I returned to London that evening, my work done, and the municipality happily flattered by my judgement of the slip-decorated dishes. Mr Brindley had found time to meet me at the midday meal, and he had left his office earlier than usual in order to help me to drink his wife’s afternoon tea. About an hour later he picked up my little bag, and said that he should accompany me to the little station in the midst of the desert of cinders and broken crockery, and even see me as far as Knype, where I had to take the London express. No, there are no half-measures in the Five Towns. Mrs Brindley stood on her doorstep, with her eldest infant on her shoulders, and waved us off. The infant cried, expressing his own and his mother’s grief at losing a guest. It seems as if people are born hospitable in the Five Towns.

We had not walked more than a hundred yards up the road when a motor-car thundered down upon us from the opposite direction. It was Mr Colclough’s, and Mr Colclough was driving it. Mr Brindley stopped his friend with the authoritative gesture of a policeman.

‘Where are you going, Ol?’

‘Home, lad. Sorry you’re leaving us so soon, Mr Loring.’

‘You’re mistaken, my boy,’ said Mr Brindley. ‘You’re just going to run us down to Knype station, first.’

‘I must look slippy, then,’ said Mr Colclough.

‘You can look as slippy as you like,’ said Mr Brindley.

In another fifteen seconds we were in the car, and it had turned round, and was speeding towards Knype. A feverish journey! We passed electric cars every minute, and for three miles were continually twisting round the tails of ponderous, creaking, and excessively deliberate carts that dropped a trail of small coal, or huge barrels on wheels that dripped something like the finest Devonshire cream, or brewer’s drays that left nothing behind them save a luscious odour of malt. It was a breathless slither over unctuous black mud through a long winding canon of brown-red houses and shops, with a glimpse here and there of a grey-green park, a canal, or a football field.

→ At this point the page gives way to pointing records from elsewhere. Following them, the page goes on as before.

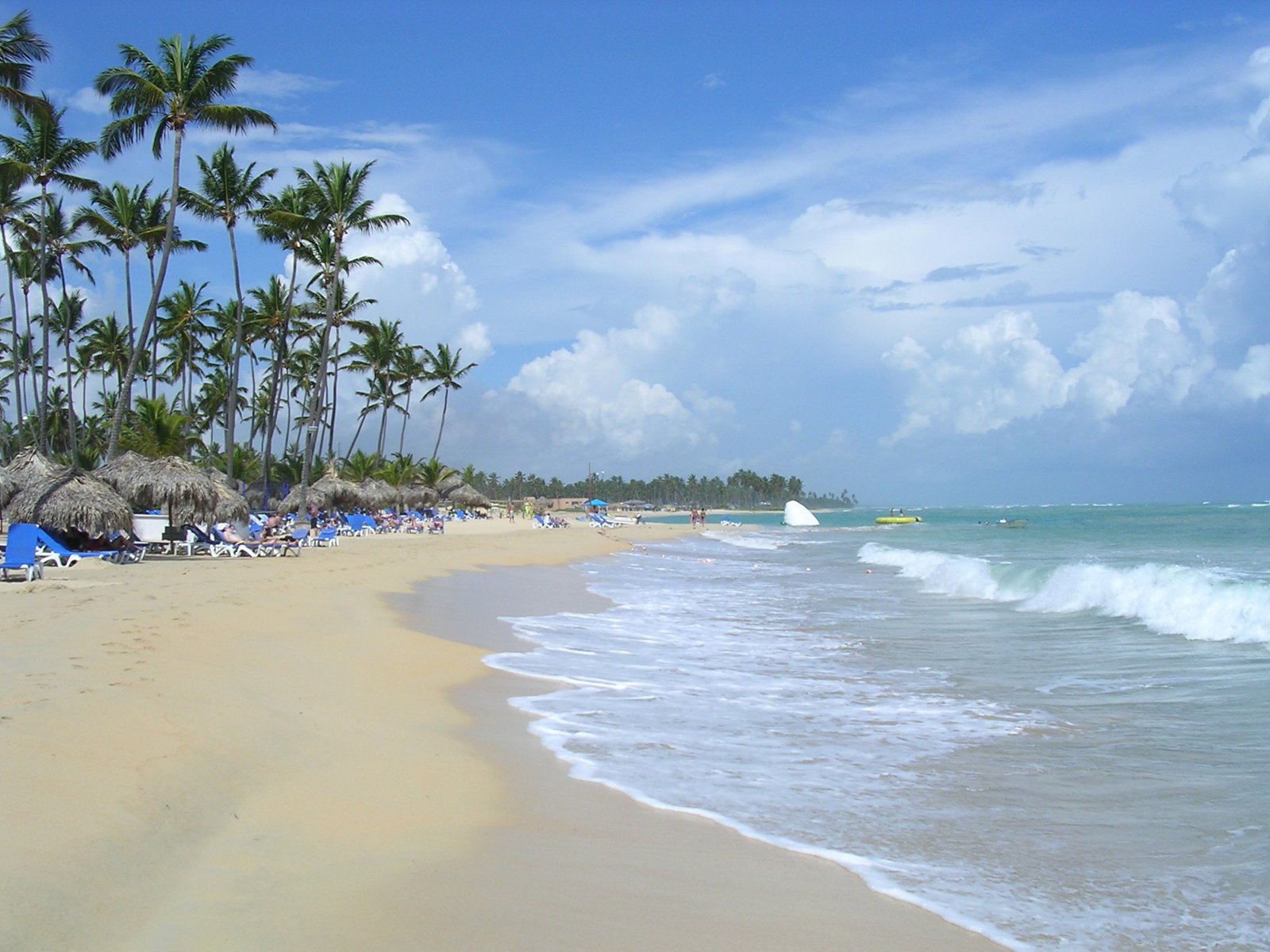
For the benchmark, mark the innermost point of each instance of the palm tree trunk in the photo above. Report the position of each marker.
(152, 308)
(406, 416)
(13, 313)
(235, 355)
(127, 287)
(281, 351)
(70, 384)
(44, 295)
(319, 385)
(444, 405)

‘I daredn’t hurry,’ said Mr Colclough, setting us down at the station. ‘I was afraid of a skid.’ He had not spoken during the transit.

‘Don’t put on side, Ol,’ said Mr Brindley. ‘What time did you get up this morning?’

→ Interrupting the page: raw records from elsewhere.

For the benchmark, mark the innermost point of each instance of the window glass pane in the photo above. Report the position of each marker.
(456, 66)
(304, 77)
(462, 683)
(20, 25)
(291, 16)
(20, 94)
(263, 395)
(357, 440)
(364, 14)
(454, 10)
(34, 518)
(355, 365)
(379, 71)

‘Eight o’clock, lad. I was at th’ works at nine.’

He flew off to escape my thanks, and Mr Brindley and I went into the station. Owing to the celerity of the automobile we had half-an-hour to wait. We spent it chiefly at the bookstall. While we were there the extra-special edition of the STAFFORDSHIRE SIGNAL, affectionately termed ‘the local rag’ by its readers, arrived, and we watched a newsboy affix its poster to a board. The poster ran thus—

HANBRIDGE RATES LIVELY MEETING

KNYPE F.C. NEW CENTRE—FORWARD

ALL—WINNERS AND S.P.

Now, close by this poster was the poster of the DAILY TELEGRAPH, and among the items offered by the DAILY TELEGRAPH was: ‘Death of Simon Fuge’. I could not forbear pointing out to Mr Brindley the difference between the two posters. A conversation ensued; and amid the rumbling of trains and the rough stir of the platform we got back again to Simon Fuge, and Mr Brindley’s tone gradually grew, if not acrid, a little impatient.

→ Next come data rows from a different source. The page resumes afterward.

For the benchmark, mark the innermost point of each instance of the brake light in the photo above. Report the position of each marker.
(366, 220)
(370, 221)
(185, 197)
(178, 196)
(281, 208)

‘After all,’ he said, ‘rates are rates, especially in Hanbridge. And let me tell you that last season Knype Football Club jolly nearly got thrown out of the First League. The constitution of the team for this next season—why, damn it, it’s a question of national importance! You don’t understand these things. If Knype Football Club was put into the League Second Division, ten thousand homes would go into mourning. Who the devil was Simon Fuge?’

They joke with such extraordinary seriousness in the Five Towns that one is somehow bound to pretend that they are not joking. So I replied—

‘He was a great artist. And this is his native district. Surely you ought to be proud of him!’

‘He may have been a great artist,’ said Mr Brindley, ‘or he may not. But for us he was simply a man who came of a family that had a bad reputation for talking too much and acting the goat!’